If you read through the book of Mark you will read about the feeding of the five thousand in Mark 6:30-44. This miracle is more impressive for several reasons. It comes first, there are an extra one thousand people fed, and to top it off Jesus does it with a mere five loaves and two fish instead of a gratuitous seven loaves and a "few" fish the second time around. Then, two chapters later in Mark 8:1-10 Jesus does that anti-climactic feeding of—well, less people.
When reading through Mark, you expect the second feeding to be even bigger and more sensational than the first one—but it isn’t. This makes a person wonder why Mark would bother recording this at all? After all, none of the Gospels list every miracle that Jesus performed. Wouldn’t it have made sense for Mark’s fast-paced Gospel to leave this one out or replace it with something less disappointing?
Four thousand is less than five thousand.
Mark knew what he was doing. He recorded both of these miracles because they actually happened and because he was trying to make a point. The point isn’t just about Jesus’ great power. It is also about the human ability to forget what just happened.
Jesus had just fed five thousand people and now a similar situation arises—with less people—and the disciples still fret. “But where in this remote place can anyone get enough bread to feed them?” they ask.

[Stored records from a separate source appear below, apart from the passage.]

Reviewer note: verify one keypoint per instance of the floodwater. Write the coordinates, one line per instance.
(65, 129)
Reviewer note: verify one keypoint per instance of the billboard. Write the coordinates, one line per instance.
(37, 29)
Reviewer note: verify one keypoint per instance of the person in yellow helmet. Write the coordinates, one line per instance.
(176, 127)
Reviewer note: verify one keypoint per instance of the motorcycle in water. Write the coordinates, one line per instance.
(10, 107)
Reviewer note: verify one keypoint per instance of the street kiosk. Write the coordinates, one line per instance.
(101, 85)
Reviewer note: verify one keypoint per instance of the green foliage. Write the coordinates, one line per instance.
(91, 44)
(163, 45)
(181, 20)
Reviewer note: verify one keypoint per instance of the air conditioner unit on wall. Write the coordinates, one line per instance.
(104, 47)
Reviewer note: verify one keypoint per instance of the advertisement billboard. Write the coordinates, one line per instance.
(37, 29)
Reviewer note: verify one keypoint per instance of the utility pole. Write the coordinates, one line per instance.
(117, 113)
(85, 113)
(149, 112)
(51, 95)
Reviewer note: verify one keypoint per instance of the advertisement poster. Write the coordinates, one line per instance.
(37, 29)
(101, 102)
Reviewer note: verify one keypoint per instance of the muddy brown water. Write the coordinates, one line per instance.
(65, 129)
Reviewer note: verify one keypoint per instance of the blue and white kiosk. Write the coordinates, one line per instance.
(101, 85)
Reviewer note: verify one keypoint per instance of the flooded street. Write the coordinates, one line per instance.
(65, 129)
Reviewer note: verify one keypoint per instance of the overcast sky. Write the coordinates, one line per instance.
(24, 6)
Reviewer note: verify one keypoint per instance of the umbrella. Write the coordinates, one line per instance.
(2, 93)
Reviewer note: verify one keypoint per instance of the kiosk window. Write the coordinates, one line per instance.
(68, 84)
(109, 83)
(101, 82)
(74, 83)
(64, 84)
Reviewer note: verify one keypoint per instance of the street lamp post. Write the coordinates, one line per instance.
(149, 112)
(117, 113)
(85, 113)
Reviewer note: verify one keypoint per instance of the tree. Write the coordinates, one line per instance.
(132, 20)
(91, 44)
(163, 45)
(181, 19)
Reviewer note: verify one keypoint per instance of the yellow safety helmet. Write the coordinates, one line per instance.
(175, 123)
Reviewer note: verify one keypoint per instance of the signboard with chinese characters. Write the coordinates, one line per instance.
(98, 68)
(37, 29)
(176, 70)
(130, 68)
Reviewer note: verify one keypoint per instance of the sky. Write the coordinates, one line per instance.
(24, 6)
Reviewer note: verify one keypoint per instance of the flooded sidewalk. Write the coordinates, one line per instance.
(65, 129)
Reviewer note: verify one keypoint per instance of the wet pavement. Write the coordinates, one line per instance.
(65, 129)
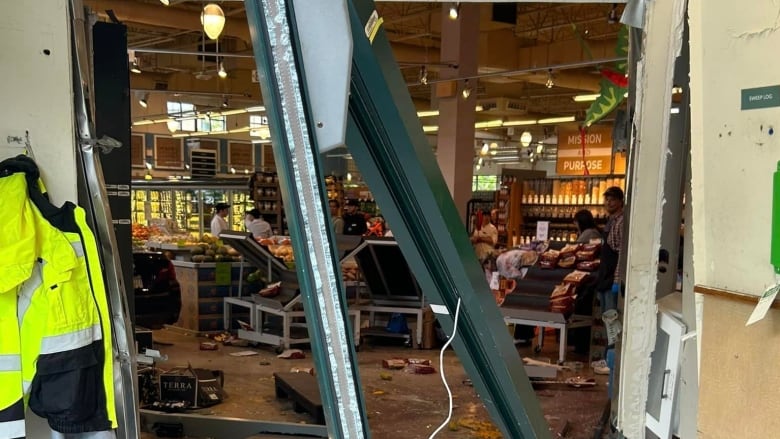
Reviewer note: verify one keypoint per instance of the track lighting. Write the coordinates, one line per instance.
(525, 138)
(454, 11)
(550, 80)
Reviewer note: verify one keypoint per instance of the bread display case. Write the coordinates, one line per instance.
(189, 204)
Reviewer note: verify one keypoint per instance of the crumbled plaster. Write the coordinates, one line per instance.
(761, 32)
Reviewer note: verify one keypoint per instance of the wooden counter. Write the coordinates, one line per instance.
(203, 287)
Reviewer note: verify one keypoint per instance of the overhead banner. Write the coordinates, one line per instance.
(597, 155)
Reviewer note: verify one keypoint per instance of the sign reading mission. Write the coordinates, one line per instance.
(598, 150)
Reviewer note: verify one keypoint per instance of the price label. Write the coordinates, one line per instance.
(542, 230)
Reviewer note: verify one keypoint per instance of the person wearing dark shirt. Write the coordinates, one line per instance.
(354, 221)
(586, 226)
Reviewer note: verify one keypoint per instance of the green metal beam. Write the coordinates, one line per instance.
(387, 143)
(277, 49)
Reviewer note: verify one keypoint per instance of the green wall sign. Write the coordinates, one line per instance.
(761, 97)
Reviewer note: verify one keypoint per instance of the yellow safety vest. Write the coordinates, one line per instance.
(55, 325)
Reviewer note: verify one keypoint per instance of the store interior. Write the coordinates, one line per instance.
(546, 88)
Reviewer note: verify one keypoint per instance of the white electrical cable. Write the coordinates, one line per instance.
(441, 371)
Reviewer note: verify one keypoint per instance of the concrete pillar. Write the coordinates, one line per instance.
(455, 148)
(38, 90)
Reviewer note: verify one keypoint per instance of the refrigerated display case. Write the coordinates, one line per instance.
(189, 203)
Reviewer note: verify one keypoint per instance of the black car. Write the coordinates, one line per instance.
(157, 292)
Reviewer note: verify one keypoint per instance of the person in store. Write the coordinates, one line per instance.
(338, 222)
(257, 225)
(586, 226)
(485, 236)
(354, 221)
(609, 280)
(219, 223)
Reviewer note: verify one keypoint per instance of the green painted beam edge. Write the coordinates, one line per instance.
(389, 147)
(287, 181)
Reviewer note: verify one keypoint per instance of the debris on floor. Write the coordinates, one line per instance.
(480, 429)
(208, 346)
(243, 354)
(419, 369)
(292, 354)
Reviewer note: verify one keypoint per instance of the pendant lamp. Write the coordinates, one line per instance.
(213, 20)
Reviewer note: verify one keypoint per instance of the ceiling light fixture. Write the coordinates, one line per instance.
(550, 80)
(213, 20)
(612, 16)
(514, 123)
(466, 89)
(489, 124)
(526, 138)
(556, 120)
(454, 10)
(423, 75)
(586, 98)
(134, 67)
(427, 113)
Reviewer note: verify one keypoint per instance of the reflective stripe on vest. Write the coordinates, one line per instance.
(27, 290)
(78, 248)
(12, 421)
(10, 363)
(70, 341)
(12, 429)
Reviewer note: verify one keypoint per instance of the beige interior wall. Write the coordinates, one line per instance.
(739, 380)
(36, 87)
(733, 159)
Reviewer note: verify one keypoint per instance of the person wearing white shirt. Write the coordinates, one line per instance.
(218, 223)
(256, 225)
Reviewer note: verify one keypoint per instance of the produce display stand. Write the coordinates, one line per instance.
(546, 319)
(529, 303)
(391, 286)
(286, 306)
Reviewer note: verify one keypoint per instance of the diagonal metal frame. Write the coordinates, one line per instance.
(278, 54)
(388, 145)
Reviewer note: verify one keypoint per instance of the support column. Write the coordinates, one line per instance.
(455, 145)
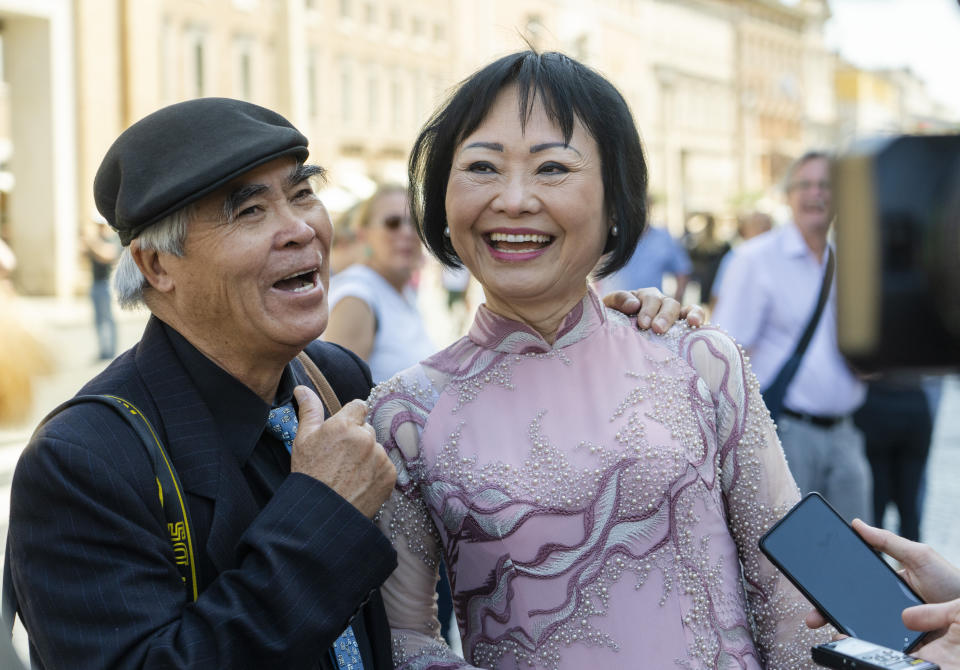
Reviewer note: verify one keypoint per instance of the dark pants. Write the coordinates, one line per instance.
(897, 426)
(103, 318)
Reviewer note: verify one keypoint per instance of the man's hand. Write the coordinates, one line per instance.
(342, 452)
(653, 307)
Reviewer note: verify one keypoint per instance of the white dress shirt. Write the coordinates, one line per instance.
(768, 293)
(401, 339)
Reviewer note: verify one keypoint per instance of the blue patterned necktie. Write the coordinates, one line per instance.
(282, 422)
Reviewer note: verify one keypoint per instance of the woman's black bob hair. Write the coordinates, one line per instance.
(568, 90)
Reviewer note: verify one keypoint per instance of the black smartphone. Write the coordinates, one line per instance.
(853, 654)
(841, 575)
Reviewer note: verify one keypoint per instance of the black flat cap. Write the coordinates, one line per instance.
(180, 153)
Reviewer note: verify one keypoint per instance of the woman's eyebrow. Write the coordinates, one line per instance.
(553, 145)
(493, 146)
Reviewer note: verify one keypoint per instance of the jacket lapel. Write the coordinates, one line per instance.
(205, 467)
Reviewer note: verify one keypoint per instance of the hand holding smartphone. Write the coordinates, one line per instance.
(841, 575)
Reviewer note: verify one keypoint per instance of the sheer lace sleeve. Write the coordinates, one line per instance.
(758, 490)
(398, 411)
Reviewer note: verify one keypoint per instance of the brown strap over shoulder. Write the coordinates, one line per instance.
(327, 395)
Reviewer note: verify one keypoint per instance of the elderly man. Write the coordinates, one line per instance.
(227, 245)
(768, 296)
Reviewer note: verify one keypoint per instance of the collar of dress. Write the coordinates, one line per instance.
(492, 331)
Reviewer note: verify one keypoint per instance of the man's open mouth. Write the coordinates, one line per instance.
(517, 243)
(299, 281)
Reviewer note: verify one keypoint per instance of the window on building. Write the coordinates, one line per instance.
(168, 61)
(313, 82)
(243, 68)
(196, 73)
(373, 97)
(396, 101)
(346, 91)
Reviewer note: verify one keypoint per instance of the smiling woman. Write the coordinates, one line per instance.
(595, 491)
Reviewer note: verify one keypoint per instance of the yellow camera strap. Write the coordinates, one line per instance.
(169, 491)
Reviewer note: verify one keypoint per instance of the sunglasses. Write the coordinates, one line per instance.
(394, 222)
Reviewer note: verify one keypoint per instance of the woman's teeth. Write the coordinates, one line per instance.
(525, 237)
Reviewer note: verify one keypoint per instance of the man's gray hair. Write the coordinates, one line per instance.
(168, 236)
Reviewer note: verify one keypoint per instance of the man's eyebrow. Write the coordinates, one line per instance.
(303, 172)
(553, 145)
(240, 195)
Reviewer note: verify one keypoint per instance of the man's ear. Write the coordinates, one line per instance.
(152, 264)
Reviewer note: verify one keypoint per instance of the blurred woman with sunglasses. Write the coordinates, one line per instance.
(373, 309)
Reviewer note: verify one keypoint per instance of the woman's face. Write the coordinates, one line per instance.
(526, 211)
(394, 248)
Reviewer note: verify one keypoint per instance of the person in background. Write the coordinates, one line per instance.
(748, 227)
(657, 254)
(597, 491)
(935, 580)
(897, 425)
(103, 250)
(22, 356)
(373, 309)
(346, 249)
(769, 291)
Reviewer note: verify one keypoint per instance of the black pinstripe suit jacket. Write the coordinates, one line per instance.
(95, 573)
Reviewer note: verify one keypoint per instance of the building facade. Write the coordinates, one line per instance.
(725, 92)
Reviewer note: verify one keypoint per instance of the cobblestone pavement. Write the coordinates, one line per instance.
(66, 328)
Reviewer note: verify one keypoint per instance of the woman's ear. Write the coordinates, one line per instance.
(152, 266)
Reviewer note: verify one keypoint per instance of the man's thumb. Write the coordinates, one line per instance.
(310, 407)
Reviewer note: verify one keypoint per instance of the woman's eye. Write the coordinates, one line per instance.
(482, 167)
(552, 168)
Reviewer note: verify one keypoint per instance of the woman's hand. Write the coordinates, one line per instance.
(652, 307)
(935, 580)
(945, 619)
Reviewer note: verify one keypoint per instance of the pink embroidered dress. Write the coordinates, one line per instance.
(598, 501)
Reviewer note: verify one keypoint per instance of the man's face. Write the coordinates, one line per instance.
(810, 197)
(252, 283)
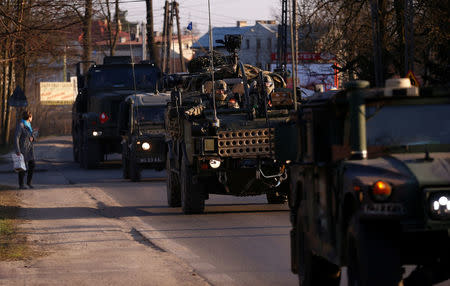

It is amazing how quickly we can lose confidence in God.
Remind yourself of the things God has already done. Remind yourself of the mighty things recorded in the Bible. Remind yourself of the great things He has done in your life. If God can put the stars in the sky and part the sea, He can do the less taxing job of taking care of your needs. If the Father was willing to send His beloved Son to be hung on the cross in the place of you as a sinner, will He not also be willing to care for you now that you are His adopted child? “He who did not spare his own Son, but gave him up for us all—how will he not also along with him, graciously give us all things? (Rm. 8:32) If God can feed the five thousand, don’t doubt that he can feed the four thousand. If He can do the big thing, He can do the smaller thing.
Four thousand is not five thousand.
Critics love to claim that the Bible is full of contradictions. Any discrepancy in the details is a sign to them that the Bible is in error. For example, John records the cleansing of the temple at the start of Jesus’ career but the other writers put in Jesus' last week. Matthew states that Jesus preached the Sermon on the Mount on a mountain but Luke mentions a flat place. The list goes on.
With that in mind, ask yourself what critics would say if Matthew had only recorded the feeding of the five thousand and Mark had only recorded the feeding of the four thousand. Critics would go on and on about contradictions and errors. Now, imagine how thee critics would respond if you tried to explain the inconsistency by suggesting that maybe there were two miraculous feedings—with different details. You would be laughed at.
The fact that Matthew and Mark record both of these miraculous feedings demonstrates that Jesus sometimes did impressive things more than once. In the same way, Jesus probably taught some of his key teachings many times in many places. Why not? Each of us has heard speakers reuse material. With that in mind, is it really absurd to think that Jesus may have cleansed the temple more than once? Is it really a stretch to think that Jesus may have thought the “Sermon on the Mount” was worth teaching to more than one crowd? Certainly, there may be other ways of resolving these apparent contradictions, but one legitimate possibility is that Jesus did some things more than once. For all we know, there was also the still-less-impressive feeding of the three thousand.
Yes, after feeding five thousand people feeding a measly four thousand might not impress everyone, but the fact that Matthew and Mark include it teaches us not to lose confidence in God’s power and not to lose confidence in God’s Word.